Made sweaters stamped with snowflakes,
and blue paper that fell apart
under our oily fingers.
We were given the alphabet
block-lettered on white paper,
and told to fill it in.
With any color we liked,
as long as it stayed inside the lines.
Later we cut away the extra paper,
threw our mistakes in the recycling
and threaded twenty-six letters
onto long strands of yarn.
All these crafts to occupy
our tiny hands, to keep them
from poking into anything
we might disturb.
Years later I had to remember,
teach my hands again to pry
where they were told they didn’t belong.
* “… all societies have battled with the incorrigible disturber of the peace — the artist.”

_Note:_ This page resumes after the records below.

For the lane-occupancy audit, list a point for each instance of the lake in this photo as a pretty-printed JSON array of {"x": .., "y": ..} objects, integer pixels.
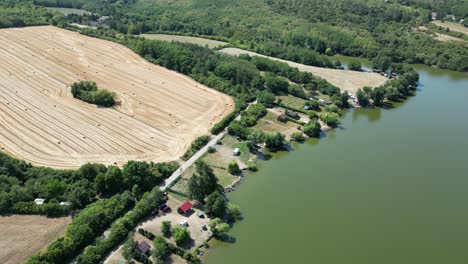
[{"x": 389, "y": 186}]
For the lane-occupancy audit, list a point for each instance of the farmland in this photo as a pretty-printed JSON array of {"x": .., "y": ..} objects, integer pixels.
[
  {"x": 24, "y": 235},
  {"x": 159, "y": 112},
  {"x": 193, "y": 40},
  {"x": 346, "y": 80}
]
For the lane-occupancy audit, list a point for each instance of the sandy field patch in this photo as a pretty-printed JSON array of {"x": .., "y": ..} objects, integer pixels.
[
  {"x": 160, "y": 113},
  {"x": 346, "y": 80},
  {"x": 452, "y": 26},
  {"x": 24, "y": 235},
  {"x": 194, "y": 40}
]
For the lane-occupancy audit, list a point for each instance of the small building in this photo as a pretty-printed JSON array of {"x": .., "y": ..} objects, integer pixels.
[
  {"x": 236, "y": 152},
  {"x": 39, "y": 201},
  {"x": 143, "y": 247},
  {"x": 282, "y": 118},
  {"x": 292, "y": 114},
  {"x": 185, "y": 207}
]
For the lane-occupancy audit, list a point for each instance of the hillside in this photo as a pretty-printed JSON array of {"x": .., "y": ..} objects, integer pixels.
[{"x": 293, "y": 29}]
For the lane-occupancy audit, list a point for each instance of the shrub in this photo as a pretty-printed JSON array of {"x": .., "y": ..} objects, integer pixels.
[
  {"x": 89, "y": 92},
  {"x": 297, "y": 136},
  {"x": 181, "y": 235},
  {"x": 166, "y": 228},
  {"x": 233, "y": 168},
  {"x": 312, "y": 129}
]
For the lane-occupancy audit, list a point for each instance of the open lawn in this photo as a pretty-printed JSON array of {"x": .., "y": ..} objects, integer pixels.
[
  {"x": 346, "y": 80},
  {"x": 452, "y": 26},
  {"x": 24, "y": 235},
  {"x": 160, "y": 112},
  {"x": 292, "y": 101},
  {"x": 194, "y": 40},
  {"x": 270, "y": 124}
]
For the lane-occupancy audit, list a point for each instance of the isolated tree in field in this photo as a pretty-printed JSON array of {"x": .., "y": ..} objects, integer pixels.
[
  {"x": 181, "y": 235},
  {"x": 89, "y": 92},
  {"x": 233, "y": 168},
  {"x": 166, "y": 228},
  {"x": 354, "y": 66}
]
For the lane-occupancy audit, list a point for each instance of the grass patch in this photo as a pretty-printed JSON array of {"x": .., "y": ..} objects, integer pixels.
[{"x": 293, "y": 102}]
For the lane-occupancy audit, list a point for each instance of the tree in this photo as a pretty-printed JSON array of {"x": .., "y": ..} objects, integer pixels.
[
  {"x": 166, "y": 228},
  {"x": 109, "y": 182},
  {"x": 203, "y": 183},
  {"x": 266, "y": 98},
  {"x": 128, "y": 250},
  {"x": 362, "y": 97},
  {"x": 216, "y": 204},
  {"x": 161, "y": 248},
  {"x": 354, "y": 66},
  {"x": 330, "y": 119},
  {"x": 181, "y": 235},
  {"x": 377, "y": 95},
  {"x": 312, "y": 129},
  {"x": 217, "y": 227},
  {"x": 297, "y": 136},
  {"x": 275, "y": 84},
  {"x": 313, "y": 105},
  {"x": 255, "y": 138},
  {"x": 233, "y": 168},
  {"x": 233, "y": 212},
  {"x": 275, "y": 141}
]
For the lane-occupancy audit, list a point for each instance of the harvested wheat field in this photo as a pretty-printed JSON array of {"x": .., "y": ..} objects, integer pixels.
[
  {"x": 186, "y": 39},
  {"x": 24, "y": 235},
  {"x": 346, "y": 80},
  {"x": 160, "y": 113}
]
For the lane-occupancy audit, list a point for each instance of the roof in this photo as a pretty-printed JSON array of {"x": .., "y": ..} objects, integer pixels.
[
  {"x": 185, "y": 207},
  {"x": 143, "y": 246},
  {"x": 39, "y": 201}
]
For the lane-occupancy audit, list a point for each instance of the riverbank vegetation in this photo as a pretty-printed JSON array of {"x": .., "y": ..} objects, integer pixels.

-- James Baldwin, “The Creative Process”
Apogee
for my parents
Phone service cuts out
as soon as you enter the tunnel
connecting Detroit to Windsor,
unless you want to pay extra.
I tear into a huge bhatura
in Berkeley, like we’ve done
in Paris, Delhi, and Toronto.
Dozens of bhaturas
like a bouquet of balloons.
I didn’t tell you that last night
I spent thirteen hours in bed.
Or that I haven’t been eating
on the weekends.
What temperature is it there right now?
You barrel across Ontario
in your new black SUV,
Bluetooth siphoning the playlists
I’ve uploaded to your phones.
I gently burn eggplant curry
in my apartment, and
it sets off the smoke alarm.
Pillaiyar and Murugan were challenged
to race around the world, to circle it
three times. The prize was a holy mango.
Murugan took off at top speed on his peacock,
but Pillaiyar walked three times
around his parents.
You are my world.
Surabhi Balachander grew up in Indiana and will graduate from Stanford University in June with a B. A. in English and Comparative Studies in Race and Ethnicity. This is her first publication.